Si la France reste un des pays d’Europe où le taux de décès par suicide est parmi les plus élevés (au huitième rang sur 28), celui-ci a rarement été aussi bas dans le pays. Selon le quatrième rapport de l'Observatoire national du suicide (ONS), publié la semaine dernière, près de 9 300 décès par suicide, dont 75 % chez des hommes, ont été recensés en 2016, soit 14 pour 100 000, contre 21 pour 100 000 en 2000 et 22,5 pour 100 000 en 1985.
De l’autorisation de la prescription d’antidépresseurs par les généralistes à la mise en place de dispositifs de prévention, en passant par l’amélioration de la prise en charge en santé mentale et l’évolution du regard social sur la détresse psychique et le suicide, plusieurs facteurs expliquent cette baisse continue (-13 % entre 2000 et 2008, -23,5 % entre 2008 et 2016 et -33,5 % entre 2000 et 2016).

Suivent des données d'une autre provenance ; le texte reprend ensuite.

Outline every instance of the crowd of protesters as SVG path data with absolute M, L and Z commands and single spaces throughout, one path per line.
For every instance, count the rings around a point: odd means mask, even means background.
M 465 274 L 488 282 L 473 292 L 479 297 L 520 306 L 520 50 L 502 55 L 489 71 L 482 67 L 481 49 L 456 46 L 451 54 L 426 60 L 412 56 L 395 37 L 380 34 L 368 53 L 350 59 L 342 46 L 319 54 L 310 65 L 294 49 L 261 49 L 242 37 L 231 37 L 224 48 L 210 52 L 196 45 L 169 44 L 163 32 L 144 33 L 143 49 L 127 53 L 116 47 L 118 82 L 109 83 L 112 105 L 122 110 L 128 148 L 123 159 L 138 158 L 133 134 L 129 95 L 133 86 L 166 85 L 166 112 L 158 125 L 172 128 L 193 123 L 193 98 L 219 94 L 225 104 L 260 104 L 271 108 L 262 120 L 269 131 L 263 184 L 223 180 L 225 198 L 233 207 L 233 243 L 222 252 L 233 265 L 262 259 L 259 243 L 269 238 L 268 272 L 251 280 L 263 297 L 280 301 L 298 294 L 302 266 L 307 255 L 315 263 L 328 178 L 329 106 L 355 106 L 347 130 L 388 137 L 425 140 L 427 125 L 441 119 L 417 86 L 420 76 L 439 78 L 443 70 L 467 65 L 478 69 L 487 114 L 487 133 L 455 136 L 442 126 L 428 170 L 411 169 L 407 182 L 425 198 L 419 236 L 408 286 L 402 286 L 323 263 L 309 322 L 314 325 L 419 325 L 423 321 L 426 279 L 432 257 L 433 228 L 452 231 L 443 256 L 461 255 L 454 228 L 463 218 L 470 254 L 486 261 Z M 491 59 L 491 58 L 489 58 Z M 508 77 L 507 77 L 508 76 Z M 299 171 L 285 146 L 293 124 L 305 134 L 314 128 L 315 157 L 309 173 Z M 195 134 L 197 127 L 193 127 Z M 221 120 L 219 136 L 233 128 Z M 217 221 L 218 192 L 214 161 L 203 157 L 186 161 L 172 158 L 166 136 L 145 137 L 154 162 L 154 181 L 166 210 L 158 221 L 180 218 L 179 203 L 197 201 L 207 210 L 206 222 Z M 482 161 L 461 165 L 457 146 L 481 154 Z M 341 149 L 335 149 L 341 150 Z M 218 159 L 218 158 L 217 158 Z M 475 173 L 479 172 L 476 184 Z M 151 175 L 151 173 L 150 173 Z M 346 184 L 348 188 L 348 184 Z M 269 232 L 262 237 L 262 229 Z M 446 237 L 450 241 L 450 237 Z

Les professionnels de santé, une population particulièrement exposée
Certaines populations restent pourtant particulièrement exposées. « Les personnes âgées de 75 ans ou plus présentent le taux de suicide le plus élevé : 33,3 pour 100 000 habitants contre 15,4 pour les 25-54 ans et 18,1 pour les 55-74 an », rappelle l’ONS.
Le risque se mesure également par l’activité professionnelle. À côté des agriculteurs, « les ouvriers et employés, ces catégories situées dans le bas de l’échelle sociale, se suicident davantage que les cadres », précise le sociologue Christian Baudelot, un des auteurs du rapport. Les professionnels de santé comptent également parmi les populations les plus à risque avec une prévalence de 34,3 suicides pour 100 000, selon les données de 2005.
Une enquête de la Direction de l’animation de la recherche, des études et des statistiques (Dares, 2016), qui ciblait notamment le milieu hospitalier, a établi le lien entre les risques psychosociaux et la fréquence des pensées suicidaires. « Ce sont les exigences émotionnelles, les conflits de valeur et les rapports sociaux qui sont les plus propices au déclenchement des idées suicidaires », souligne Christian Baudelot, rappelant que le psychologue Yves Clot évoque un « drame de la conscience professionnelle induit par un bouleversement des normes qui régissent le travail ».
La médiatisation autour du procès France Télécom et des cas de suicide sur le lieu de travail ou d’immolation devant une agence Pôle emploi a révélé un « phénomène nouveau » et une « forme de suicide particulière », liés à de « nouvelles formes de management », nées dans les années 1990, estime le sociologue. Un nouveau vocabulaire a émergé simultanément avec les mots « stress », « harcèlement moral », « burn-out », etc.
Une forme de suicide particulière
« Le travail ne peut être considéré comme cause unique et simple du suicide, mais il y a de nombreux cas où le travail est en cause dans le passage à l'acte », insiste Christian Baudelot, soulignant que le suicide, d’ordinaire « individuel et intime », devient, quand il se produit « sur la scène publique, au sein même de l’entreprise », une « forme ultime de protestation sociale ».
Le chômage peut également se révéler délétère pour la santé physique et mentale. « Le lien entre taux de chômage et suicide est connu depuis la crise de 1929 aux États-Unis, précise le Pr Michel Debout, légiste et un des auteurs du rapport. De nombreuses publications internationales portant sur la crise de 2008 ont aussi montré un lien incontestable entre suicide et perte d'activité et précarité ».
Une étude de la Fondation Jean Jaurès de 2016 montre que les pensées suicidaires affectent 19 % des actifs en emploi et 30 % des chômeurs. Le nombre de ceux qui ont fait une tentative de suicide préalable est de 3 % chez les salariés et de 5 % chez les chômeurs. Les médecins généralistes apparaissent pourtant peu sensibilisés à la question des effets du chômage. « Une enquête a montré que plus de la moitié des médecins traitants ignorent le statut professionnel de leurs patients », souligne le Pr Debout.
À l’approche d’une crise économique qui prolongera la crise sanitaire, ce spécialiste des suicides liés au chômage en appelle à la création d’un comité d’experts sur la santé globale et le risque suicidaire chez les chômeurs et les entrepreneurs en dépôt de bilan qui vivent des psycho-traumatismes fragilisant leur psychisme.